The Pakistan Stock Exchange (PSX) continued to be ravaged as the geopolitical tensions amid the Russia-Ukraine conflict worsened; however, the announcement of incentives worth Rs1 billion for the IT sector helped arrest a further downward spiral at the stock market.
The KSE-100 plunged 1,692 points or 3.7 percent in the outgoing week to settle at 43,984 points.
The week started on a bearish note but the worst day for the PSX this week was Thursday when Russia officially launched an intervention in Ukraine. The KSE-100 index shed 1,300 points on that day alone.
Commodity prices were also triggered where Brent Oil crossed the $100 mark following the move.
Other concerns such as the Financial Action Task Force’s (FATF) decision together with selling spree during the ongoing roll over week, also kept the index under pressure
“Foremost reason for negative momentum during the week was the anxiety that the State Bank of Pakistan (SBP) might move toward monetary tightening in light of rising commodity prices due to the Ukraine-Russia conflict,” JS Global analyst Waqas Ghani said.
Other major developments during the week were: high-speed diesel shortage looming, oil companies warn the government, Oil and Regulatory Authority (OGRA), Nepra delays passing on Rs28 billion extra burden to consumers, Moodys said that Sukuk and the IMF package would help shore up Pakistan’s economy, supernet awarded multiple contracts worth over Rs450 million by ZTBL, Special Economic Zones on Pak-Iran border proposed, ECC cleared legal mechanism for barter trade with Iran and Afghanistan, NBP fined $55 million by US authorities for anti-money laundering violations, compliance failures.

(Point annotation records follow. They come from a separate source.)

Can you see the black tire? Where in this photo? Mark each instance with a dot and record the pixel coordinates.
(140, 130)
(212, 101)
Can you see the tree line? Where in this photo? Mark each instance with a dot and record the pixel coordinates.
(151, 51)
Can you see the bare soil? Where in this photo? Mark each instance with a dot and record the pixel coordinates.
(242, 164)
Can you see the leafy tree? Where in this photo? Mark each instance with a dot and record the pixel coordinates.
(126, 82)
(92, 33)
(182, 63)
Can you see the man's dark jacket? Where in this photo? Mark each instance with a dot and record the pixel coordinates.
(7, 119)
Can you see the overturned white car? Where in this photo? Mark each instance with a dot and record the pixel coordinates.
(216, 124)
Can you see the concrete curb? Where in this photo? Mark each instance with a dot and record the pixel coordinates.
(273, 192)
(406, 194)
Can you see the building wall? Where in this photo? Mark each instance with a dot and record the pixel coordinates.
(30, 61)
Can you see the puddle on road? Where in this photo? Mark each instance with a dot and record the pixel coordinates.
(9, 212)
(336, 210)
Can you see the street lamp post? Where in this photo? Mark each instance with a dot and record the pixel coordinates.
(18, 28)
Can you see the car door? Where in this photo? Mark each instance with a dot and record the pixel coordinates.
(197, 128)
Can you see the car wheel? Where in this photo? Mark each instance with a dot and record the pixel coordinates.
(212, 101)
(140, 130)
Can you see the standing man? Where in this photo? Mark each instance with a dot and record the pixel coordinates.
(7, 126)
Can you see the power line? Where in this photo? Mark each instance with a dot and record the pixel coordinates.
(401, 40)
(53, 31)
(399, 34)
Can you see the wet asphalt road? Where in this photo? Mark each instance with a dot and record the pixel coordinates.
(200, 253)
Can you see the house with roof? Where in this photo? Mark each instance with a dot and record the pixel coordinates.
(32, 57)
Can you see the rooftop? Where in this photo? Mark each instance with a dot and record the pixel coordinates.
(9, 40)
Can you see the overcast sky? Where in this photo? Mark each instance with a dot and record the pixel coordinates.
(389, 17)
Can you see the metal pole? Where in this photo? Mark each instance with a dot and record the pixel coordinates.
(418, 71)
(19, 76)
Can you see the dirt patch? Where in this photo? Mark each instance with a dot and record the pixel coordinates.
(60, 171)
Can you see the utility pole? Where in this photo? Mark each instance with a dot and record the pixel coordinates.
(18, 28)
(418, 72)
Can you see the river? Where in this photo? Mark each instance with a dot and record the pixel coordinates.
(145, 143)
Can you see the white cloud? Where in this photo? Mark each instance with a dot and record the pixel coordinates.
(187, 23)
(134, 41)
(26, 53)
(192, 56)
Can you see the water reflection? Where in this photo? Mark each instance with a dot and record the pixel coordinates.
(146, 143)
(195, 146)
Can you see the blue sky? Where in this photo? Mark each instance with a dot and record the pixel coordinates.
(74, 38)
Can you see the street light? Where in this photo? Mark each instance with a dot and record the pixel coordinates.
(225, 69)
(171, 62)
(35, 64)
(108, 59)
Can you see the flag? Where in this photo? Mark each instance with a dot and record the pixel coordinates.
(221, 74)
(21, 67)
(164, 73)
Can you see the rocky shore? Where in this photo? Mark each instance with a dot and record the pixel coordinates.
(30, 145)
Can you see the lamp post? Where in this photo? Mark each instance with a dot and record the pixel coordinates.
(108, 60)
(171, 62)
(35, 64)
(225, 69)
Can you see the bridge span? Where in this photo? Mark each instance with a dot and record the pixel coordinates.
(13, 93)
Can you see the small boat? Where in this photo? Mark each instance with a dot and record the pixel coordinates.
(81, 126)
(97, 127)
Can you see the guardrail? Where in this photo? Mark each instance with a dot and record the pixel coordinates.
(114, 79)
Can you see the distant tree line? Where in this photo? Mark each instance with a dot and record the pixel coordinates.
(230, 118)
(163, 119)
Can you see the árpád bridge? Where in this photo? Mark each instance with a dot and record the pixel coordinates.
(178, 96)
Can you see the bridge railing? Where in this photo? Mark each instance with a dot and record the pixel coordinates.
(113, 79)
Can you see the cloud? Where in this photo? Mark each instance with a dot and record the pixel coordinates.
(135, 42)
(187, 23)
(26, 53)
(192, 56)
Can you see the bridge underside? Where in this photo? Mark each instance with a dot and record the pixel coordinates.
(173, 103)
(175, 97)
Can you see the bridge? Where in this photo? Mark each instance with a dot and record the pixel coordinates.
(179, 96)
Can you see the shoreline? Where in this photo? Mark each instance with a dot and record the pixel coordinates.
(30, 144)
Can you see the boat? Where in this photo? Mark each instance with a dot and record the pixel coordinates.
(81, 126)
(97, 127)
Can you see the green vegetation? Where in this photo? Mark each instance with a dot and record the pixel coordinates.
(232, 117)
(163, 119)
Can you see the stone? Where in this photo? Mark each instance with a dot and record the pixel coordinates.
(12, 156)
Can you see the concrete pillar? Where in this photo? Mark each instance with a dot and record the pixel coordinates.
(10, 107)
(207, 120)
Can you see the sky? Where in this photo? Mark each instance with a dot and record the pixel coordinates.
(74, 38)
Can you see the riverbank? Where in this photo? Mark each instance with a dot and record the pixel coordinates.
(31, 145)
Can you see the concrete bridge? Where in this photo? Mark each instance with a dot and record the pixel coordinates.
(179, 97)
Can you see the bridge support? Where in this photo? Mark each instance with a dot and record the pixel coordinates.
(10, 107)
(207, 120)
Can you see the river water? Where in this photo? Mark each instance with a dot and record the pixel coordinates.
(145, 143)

Meanwhile, foreign selling was witnessed this week, clocking in at $3.2 million against a net sell of $1.97 million recorded last week. Selling was witnessed in cement ($2.1 million), and technology ($1.7 million).
On the domestic front, major buying was reported by banks ($0.6 million), followed by all other sectors ($0.5 million).

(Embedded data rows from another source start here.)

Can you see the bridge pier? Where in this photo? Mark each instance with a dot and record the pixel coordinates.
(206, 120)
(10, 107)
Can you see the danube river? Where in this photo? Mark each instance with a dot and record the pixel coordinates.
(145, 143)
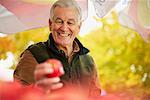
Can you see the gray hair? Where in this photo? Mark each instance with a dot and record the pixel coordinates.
(66, 3)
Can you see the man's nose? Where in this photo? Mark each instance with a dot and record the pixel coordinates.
(64, 27)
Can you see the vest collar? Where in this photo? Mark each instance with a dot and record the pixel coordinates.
(51, 46)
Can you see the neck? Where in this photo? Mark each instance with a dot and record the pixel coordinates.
(67, 49)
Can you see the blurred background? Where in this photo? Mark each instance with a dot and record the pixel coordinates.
(121, 54)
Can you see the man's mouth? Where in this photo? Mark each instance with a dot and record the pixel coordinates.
(64, 34)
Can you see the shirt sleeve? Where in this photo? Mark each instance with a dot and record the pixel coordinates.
(24, 71)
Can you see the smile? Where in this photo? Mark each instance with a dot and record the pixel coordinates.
(64, 34)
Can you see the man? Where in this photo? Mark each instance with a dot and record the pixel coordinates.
(79, 67)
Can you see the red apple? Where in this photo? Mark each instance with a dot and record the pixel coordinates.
(57, 68)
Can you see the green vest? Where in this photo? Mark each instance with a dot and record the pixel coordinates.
(78, 72)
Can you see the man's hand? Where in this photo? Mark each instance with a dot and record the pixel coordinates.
(40, 75)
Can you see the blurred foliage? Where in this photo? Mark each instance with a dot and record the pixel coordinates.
(122, 57)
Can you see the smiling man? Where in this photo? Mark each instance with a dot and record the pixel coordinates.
(79, 67)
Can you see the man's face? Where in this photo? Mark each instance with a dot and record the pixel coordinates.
(64, 26)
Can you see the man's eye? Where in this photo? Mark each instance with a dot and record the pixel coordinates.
(70, 23)
(58, 21)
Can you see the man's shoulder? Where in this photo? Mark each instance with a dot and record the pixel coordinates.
(39, 45)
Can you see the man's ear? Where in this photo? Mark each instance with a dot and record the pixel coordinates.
(50, 24)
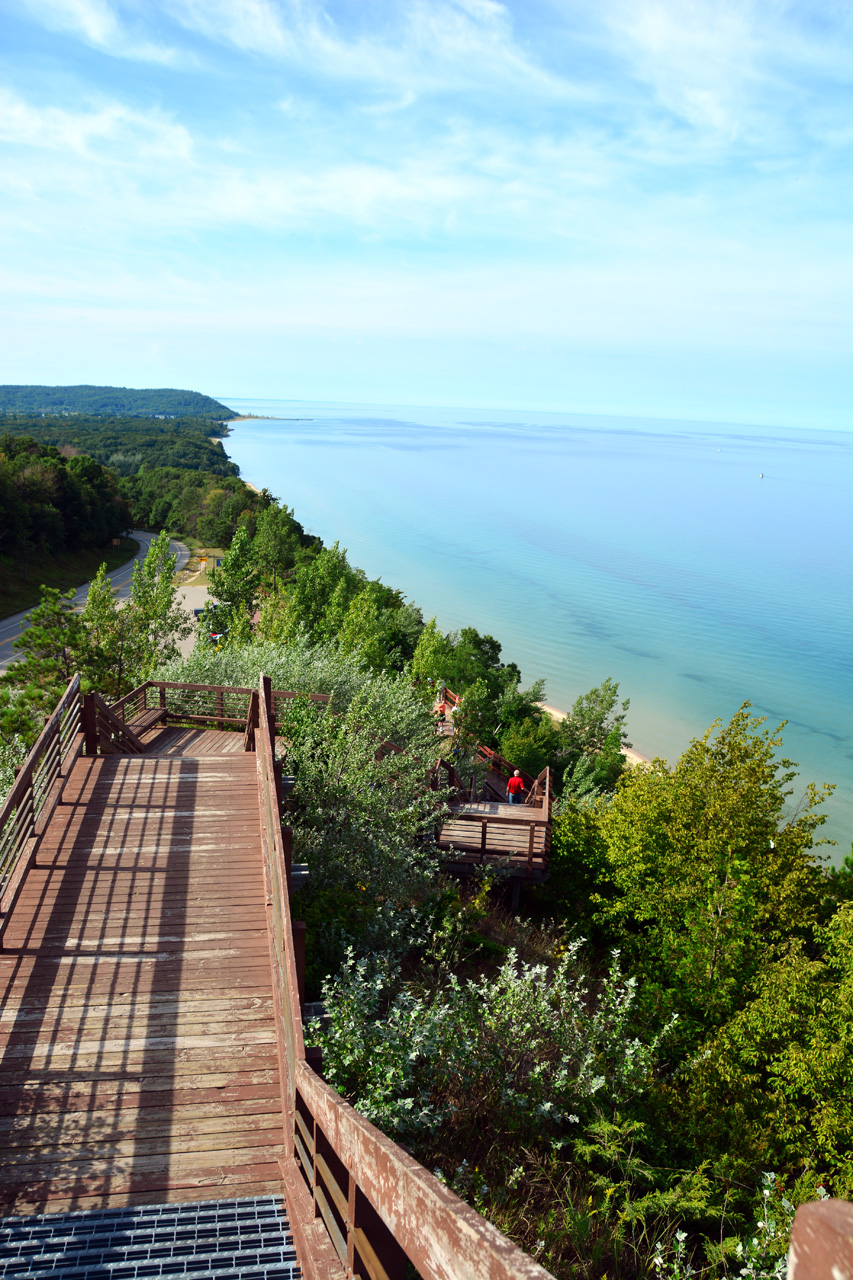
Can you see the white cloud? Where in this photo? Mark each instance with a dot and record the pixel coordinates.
(112, 132)
(730, 67)
(97, 23)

During the week under review, average volumes clocked in at 299 million shares (up by 20 percent week-on-week), while average value traded settled at $38 million (up by 29 percent week-on-week).
Sector-wise negative contributions came from technology and communications (-342 points), commercial banks (-243 points), cement (-222 points), oil and gas exploration companies (-146 points), and fertiliser (-127 points).

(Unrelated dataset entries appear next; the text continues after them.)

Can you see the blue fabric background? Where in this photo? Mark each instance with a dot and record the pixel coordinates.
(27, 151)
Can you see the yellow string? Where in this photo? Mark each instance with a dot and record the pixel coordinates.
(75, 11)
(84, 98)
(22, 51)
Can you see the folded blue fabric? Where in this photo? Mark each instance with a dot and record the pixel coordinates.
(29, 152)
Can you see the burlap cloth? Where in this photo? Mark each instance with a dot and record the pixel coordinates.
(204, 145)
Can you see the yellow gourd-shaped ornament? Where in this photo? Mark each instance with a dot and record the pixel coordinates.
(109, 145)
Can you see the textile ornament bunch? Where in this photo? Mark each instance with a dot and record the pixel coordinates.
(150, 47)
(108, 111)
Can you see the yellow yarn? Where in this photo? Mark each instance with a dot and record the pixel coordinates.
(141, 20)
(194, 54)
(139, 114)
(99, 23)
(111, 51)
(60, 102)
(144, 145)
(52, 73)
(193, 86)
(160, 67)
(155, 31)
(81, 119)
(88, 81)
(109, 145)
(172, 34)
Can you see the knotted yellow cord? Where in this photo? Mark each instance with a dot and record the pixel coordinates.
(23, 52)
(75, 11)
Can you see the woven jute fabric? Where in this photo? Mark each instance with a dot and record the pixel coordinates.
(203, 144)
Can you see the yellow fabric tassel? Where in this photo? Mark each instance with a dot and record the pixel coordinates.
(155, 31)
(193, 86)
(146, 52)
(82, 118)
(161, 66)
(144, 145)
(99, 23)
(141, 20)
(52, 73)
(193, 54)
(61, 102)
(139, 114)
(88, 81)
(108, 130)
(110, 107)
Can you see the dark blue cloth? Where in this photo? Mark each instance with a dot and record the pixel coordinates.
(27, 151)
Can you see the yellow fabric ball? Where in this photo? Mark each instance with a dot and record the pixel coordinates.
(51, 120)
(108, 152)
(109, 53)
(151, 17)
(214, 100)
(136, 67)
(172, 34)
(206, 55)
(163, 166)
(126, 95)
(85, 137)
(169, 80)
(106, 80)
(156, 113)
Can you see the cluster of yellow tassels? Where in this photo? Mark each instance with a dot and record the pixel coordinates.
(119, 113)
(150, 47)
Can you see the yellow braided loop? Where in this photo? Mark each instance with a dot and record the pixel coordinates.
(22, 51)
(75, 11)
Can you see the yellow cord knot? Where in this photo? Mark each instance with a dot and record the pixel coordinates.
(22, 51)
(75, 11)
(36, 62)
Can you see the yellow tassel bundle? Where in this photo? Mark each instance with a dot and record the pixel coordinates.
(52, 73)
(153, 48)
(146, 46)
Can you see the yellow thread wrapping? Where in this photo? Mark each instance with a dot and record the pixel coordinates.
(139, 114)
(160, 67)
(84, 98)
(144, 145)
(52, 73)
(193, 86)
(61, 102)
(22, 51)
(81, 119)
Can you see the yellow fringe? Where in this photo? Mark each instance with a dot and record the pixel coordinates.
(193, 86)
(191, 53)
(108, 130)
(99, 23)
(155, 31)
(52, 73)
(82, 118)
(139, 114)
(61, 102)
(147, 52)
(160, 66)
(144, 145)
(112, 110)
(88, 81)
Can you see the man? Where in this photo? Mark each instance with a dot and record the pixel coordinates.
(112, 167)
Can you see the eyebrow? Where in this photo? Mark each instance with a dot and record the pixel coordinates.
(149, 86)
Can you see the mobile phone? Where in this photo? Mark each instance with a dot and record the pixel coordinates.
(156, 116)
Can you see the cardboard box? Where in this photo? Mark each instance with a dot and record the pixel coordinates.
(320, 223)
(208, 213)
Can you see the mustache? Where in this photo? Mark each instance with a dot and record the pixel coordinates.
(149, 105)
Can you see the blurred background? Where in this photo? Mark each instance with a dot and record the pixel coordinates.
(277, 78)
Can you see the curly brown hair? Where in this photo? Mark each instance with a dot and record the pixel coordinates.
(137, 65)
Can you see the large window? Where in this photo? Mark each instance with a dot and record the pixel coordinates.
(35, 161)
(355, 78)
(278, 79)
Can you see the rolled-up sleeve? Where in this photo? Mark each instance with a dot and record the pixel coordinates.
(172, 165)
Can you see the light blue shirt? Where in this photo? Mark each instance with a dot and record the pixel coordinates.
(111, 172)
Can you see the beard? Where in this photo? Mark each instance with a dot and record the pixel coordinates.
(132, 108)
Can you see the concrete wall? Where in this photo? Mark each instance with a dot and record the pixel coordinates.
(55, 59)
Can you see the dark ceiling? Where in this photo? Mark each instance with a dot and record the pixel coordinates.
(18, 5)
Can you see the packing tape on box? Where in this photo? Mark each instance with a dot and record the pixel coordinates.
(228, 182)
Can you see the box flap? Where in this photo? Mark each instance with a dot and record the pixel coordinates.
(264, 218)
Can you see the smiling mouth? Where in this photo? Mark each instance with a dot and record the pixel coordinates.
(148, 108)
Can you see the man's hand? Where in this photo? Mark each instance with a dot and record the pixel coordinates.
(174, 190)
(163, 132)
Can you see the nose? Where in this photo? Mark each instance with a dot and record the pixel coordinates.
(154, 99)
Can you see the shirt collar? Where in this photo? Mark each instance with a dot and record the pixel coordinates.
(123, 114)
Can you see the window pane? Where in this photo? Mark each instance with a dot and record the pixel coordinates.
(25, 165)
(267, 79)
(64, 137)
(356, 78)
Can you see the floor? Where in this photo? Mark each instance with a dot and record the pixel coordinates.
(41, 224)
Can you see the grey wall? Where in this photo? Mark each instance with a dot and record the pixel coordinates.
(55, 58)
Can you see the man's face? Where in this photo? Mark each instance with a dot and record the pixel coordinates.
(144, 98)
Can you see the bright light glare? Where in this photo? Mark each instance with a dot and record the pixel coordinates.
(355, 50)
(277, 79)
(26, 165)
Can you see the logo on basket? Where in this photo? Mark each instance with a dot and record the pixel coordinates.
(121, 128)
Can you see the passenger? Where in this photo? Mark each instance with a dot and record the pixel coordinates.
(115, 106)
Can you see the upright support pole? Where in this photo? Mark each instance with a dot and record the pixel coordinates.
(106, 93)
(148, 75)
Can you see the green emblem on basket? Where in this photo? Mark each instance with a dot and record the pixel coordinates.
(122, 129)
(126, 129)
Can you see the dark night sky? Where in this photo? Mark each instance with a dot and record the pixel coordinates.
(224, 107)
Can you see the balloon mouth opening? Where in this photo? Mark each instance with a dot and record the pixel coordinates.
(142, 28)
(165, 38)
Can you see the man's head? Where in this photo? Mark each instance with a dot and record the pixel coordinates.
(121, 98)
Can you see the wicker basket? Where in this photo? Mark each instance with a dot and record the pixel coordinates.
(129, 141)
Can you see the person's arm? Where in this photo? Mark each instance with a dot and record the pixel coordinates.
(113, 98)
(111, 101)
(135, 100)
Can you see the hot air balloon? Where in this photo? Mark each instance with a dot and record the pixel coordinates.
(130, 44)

Whereas sectors which contributed positively were automobile assembler (+18 points), ii) real estate investment trust (+10 points) and iii) tobacco (+9 points).
Scrip-wise major losers were TRG Pakistan (-201 points), Lucky Cement (-133 points), Systems Limited (-109 points), HBL (-100 points) and Pakistan Petroleum (-76 points).
Meanwhile, scrip-wise major gainers were UBL (+46 points), Millat Tractors (+23 points), and Habib Metropolitan Bank (+16 points).
FUTURE OUTLOOK: A report from Arif Habib Limited predicted: “Any de-escalation in Russia-Ukraine tensions could propel a rebound in global markets. Until geopolitical dust settles, we expect range-bound activity to prevail in the market.”
The market participants also remain wary of high commodity prices so any indication of oil prices cooling down would aid the sentiment in the local bourse, it said.
The brokerage house noted: “Keeping in view the ongoing result season, certain sectors and scrips are expected to stay under the limelight.”
“The KSE-100 is currently trading at a PER of 4.9x (2022) compared to the Asia-Pacific regional average of 13.5x while offering a dividend yield of 8.9 percent versus 2.4 percent offered by the region,” the brokerage house stated.